DC Sports Nexus ---- Thursday, July 12, 2012

In 2005 (and still lasting to this day), the border between Venezuela and Colombia was a warzone.  Colombia was filled with kidnapping, people trafficking, drugs, and killings. The violence was out of control and the border was unsafe.

The 1,300+ mile border that separates the neighboring countries was extremely dangerous, but it didn’t stop Colombians from trying to escape their treacherous home country.  Estimates in 2005 had anywhere from 300,000 to 3,000,000 Colombian refugees crossing to the Venezuelan side of the border (Behn).

One particular Colombian who made his way through that warzone and into Venezuela was Jhonatan Solano, the current backup catcher for the Washington Nationals.  Solano crossed the dangerous border in search of a career as a baseball player in 2005 and finally achieved that dream in 2012.

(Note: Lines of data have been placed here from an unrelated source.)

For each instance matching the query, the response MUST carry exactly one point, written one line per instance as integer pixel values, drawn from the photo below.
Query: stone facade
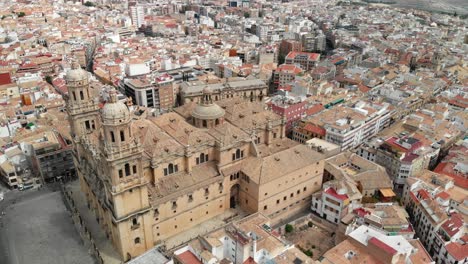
(150, 178)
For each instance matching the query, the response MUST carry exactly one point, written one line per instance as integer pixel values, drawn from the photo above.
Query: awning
(387, 192)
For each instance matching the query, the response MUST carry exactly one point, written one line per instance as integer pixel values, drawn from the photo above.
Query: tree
(88, 3)
(49, 79)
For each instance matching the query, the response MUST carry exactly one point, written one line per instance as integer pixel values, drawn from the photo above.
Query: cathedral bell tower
(82, 108)
(124, 179)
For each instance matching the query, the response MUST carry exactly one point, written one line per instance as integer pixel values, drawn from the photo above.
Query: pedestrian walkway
(108, 254)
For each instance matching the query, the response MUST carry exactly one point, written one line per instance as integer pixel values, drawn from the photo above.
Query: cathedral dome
(115, 111)
(212, 111)
(206, 109)
(76, 73)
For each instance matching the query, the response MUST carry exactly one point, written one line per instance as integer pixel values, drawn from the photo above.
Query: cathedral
(150, 178)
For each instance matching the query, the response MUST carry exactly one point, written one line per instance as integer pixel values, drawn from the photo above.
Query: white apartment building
(351, 130)
(434, 204)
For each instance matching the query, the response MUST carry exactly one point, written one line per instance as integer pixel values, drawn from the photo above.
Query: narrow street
(35, 227)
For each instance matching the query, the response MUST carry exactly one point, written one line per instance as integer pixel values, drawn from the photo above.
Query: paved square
(38, 229)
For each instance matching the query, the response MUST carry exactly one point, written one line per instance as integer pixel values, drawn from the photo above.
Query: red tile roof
(250, 260)
(312, 56)
(453, 225)
(361, 212)
(457, 251)
(380, 244)
(443, 195)
(188, 258)
(447, 168)
(333, 193)
(315, 109)
(424, 194)
(5, 78)
(315, 129)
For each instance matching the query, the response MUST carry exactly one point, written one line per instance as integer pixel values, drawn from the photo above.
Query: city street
(36, 228)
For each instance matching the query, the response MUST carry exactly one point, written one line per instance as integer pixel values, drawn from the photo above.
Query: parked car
(25, 186)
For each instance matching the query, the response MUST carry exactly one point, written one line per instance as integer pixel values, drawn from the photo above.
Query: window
(127, 169)
(171, 168)
(122, 135)
(238, 154)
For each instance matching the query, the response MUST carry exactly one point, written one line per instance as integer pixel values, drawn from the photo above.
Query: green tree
(49, 79)
(88, 3)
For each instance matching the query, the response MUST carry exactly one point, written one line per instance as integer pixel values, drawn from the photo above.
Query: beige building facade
(150, 178)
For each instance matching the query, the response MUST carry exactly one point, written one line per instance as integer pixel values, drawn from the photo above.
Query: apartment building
(306, 60)
(346, 126)
(236, 87)
(158, 94)
(284, 75)
(249, 240)
(437, 209)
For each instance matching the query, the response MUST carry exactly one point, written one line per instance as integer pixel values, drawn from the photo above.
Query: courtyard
(314, 240)
(36, 228)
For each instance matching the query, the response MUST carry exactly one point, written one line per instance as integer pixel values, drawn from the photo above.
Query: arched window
(127, 169)
(122, 135)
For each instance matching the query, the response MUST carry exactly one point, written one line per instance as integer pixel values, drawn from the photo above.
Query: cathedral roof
(208, 112)
(76, 73)
(115, 111)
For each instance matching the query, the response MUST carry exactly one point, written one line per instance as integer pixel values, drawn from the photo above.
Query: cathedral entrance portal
(234, 195)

Solano follows in the footsteps of All-Star Edgar Renteria, the first Major Leaguer from the city of Barranquilla where Jhonatan (& Shakira) grew up.  However, unlike Renteria, Solano took a rather interesting route to the Majors.

The exact details of the story are not all known.  Solano claims it is a “long story” and hasn’t gone into much detail about the ordeal.  The gist of the tale is that Solano crossed over from Colombia to Venezuela in the back of a produce truck to attend a baseball tryout in Venezuela.  The Nats signed him in September of 2005 to a minor league deal.

The trip on the back of a truck filled with onions led to Jhonatan Solano gaining the nickname of “The Onion”.  But what really happened on that journey?  Was it as simple as getting in the back of a truck and joyriding through an ongoing warzone casually arriving at a baseball field and soon after heading to the United States?  That is one “long story” I would like to find out about…

Colombia info in 1st 2 paragraphs source: Colombian violence spills over; Rebels pursue refugees fleeing killings, kidnap into Venezuela." The Washington Times.  September 20, 2005.